HARRIS FIRST BECAME interested in electronic voting
when she read a story called "Assume crooks are in
charge of the election machines". She had spent time
in the 1990s uncovering financial fraud and had
written a book called How to Embezzle a Fortune, which
contained tips on how to identify accounting fraud and
uncover embezzled funds. She knew her way around basic
research and, just out of curiosity, decided to
research some of the companies involved in electronic
voting machines.

The first names she discovered, she says, "were the
wrong people, people with vested interests. It was
like opening Pandora's Box." A book contract followed
and then Harris began sending out her stories.

"During the past five months, Bev Harris has emailed
to news organisations a series of reports that detail
alarming problems in the high-tech voting machinery
currently sweeping its way through American democracy.
But almost no one is paying attention," begins a story
in Salon.com that goes on to conclude that Harris is
neither a conspiracy nut nor an ideologue. "Her
stories on voting machines are based not on her
politics but on serious, in-depth investigative
reporting."

Thompson, however, was paying attention. "I sent out a
press release and he responded," says Harris. "I'm an
equal opportunity person.
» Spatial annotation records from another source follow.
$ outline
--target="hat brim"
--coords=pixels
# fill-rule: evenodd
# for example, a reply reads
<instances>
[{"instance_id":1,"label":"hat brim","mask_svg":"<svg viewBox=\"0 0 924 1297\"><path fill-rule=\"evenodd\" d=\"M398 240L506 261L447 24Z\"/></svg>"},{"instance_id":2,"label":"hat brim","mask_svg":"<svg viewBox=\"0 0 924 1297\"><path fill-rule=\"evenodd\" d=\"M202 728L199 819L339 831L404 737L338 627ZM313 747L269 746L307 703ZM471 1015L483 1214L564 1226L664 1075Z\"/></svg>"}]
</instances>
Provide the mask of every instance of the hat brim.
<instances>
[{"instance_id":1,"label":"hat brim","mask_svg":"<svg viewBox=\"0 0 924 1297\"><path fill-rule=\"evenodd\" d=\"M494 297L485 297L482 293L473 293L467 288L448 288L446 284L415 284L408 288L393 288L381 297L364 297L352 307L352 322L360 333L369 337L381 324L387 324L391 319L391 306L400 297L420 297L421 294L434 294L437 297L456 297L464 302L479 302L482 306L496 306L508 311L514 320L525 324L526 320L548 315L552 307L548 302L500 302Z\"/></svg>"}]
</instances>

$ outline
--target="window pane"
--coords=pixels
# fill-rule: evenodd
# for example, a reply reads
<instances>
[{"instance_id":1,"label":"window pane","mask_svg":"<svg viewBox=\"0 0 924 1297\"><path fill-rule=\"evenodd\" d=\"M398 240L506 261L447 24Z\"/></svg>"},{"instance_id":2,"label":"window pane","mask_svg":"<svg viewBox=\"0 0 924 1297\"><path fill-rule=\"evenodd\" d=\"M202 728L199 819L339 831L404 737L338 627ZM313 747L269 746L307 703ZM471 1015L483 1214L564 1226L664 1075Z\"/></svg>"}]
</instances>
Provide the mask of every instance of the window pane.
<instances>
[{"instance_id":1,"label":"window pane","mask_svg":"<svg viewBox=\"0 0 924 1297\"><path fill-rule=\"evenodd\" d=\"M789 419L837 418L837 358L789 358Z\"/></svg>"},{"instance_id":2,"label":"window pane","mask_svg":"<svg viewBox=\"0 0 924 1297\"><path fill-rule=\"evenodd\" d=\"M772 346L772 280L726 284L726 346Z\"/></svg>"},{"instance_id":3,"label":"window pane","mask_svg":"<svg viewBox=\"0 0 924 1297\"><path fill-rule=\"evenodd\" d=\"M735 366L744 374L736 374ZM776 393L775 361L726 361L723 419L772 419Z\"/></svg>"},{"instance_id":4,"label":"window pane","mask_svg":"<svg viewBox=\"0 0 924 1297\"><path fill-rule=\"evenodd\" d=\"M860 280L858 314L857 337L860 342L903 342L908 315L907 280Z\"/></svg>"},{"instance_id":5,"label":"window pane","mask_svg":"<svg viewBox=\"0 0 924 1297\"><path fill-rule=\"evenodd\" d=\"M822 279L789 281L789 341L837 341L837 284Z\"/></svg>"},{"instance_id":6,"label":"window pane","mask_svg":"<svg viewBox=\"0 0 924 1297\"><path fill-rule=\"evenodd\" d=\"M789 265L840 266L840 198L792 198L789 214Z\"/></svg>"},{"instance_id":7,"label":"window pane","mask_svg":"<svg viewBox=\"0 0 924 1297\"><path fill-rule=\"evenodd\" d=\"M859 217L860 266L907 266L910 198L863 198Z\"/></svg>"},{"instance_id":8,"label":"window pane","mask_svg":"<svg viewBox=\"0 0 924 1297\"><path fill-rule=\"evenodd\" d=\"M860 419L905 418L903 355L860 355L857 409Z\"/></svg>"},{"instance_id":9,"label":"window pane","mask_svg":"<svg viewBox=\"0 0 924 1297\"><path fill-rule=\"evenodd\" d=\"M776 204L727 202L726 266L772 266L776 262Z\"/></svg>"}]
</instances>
He may not be as big as the
New York Times, but Alastair has the courage to go out
and take on the dangerous stories."

Harris discovered that Chuck Hagel, the Republican
senator for Nebraska, just happened to be the former
president of the company that makes the voting
machines on which Hagel won two elections, and still
had a financial stake in the company but hadn't
disclosed it. And his campaign treasurer, Michael
McCarthy, was chairman of the merchant banking company
in which Hagel had shares and which part-owned
Election Systems and Software, the company making the
voting machines. It seemed like a conflict of interest
to Harris, who put up the documents on her website.
That prompted an immediate letter from lawyers acting
for ES&S, which said in part that even though Harris
may be telling the truth, it still could be considered
defamatory. They demanded that she take the documents
down. Harris refused. A law suit? Bring it on, she
says, anticipating a treasure trove waiting to be
found during the discovery period.

However, Hagel was expected to win Nebraska. In
Georgia last year, the sitting Democrat senator
unexpectedly lost his seat and the state elected a
Republican governor for the first time in over a
century. All votes were cast on touch-screen voting
machines made by Diebold. It was, say observers, a
curious result at the very least. That's not to say
there was anything doubtful about the Georgia result.
There is no smoking gun. Even Scoop is at pains to
point this out with a caveat: "It is important to note
that the research into this subject has not
established that the files we have been working on
were in fact in situ in County Election Supervisors
offices at the last election – nor have we proof that
the back door we have discovered – which might enable
the rigging of elections – was actually used in any
recent election. However, it is the considered opinion
of all those involved in this investigation that it is
not up to us as journalists or programmers to prove
that elections were rigged, rather it is a
responsibility of the electoral system itself to prove
its integrity.

"Significantly, we do not believe we have sufficient
resources to complete this investigation to its
conclusion and are therefore making available our
findings to the media, community organisations,
political parties, computer scientists and geeks in
the anticipation that they will pick up the torch and
extend this inquiry into every county in the United
States."

What they have discovered, according to Thompson,
demonstrates method, opportunity and some inexplicable
circumstantial evidence. Call him a conspiracy
theorist, and many have. "But the implications are so
horrendous that people don't want to contemplate it.
At this point in time, the only way to conduct safe
elections in the US is to revert to the paper-based
counting systems that have worked elsewhere."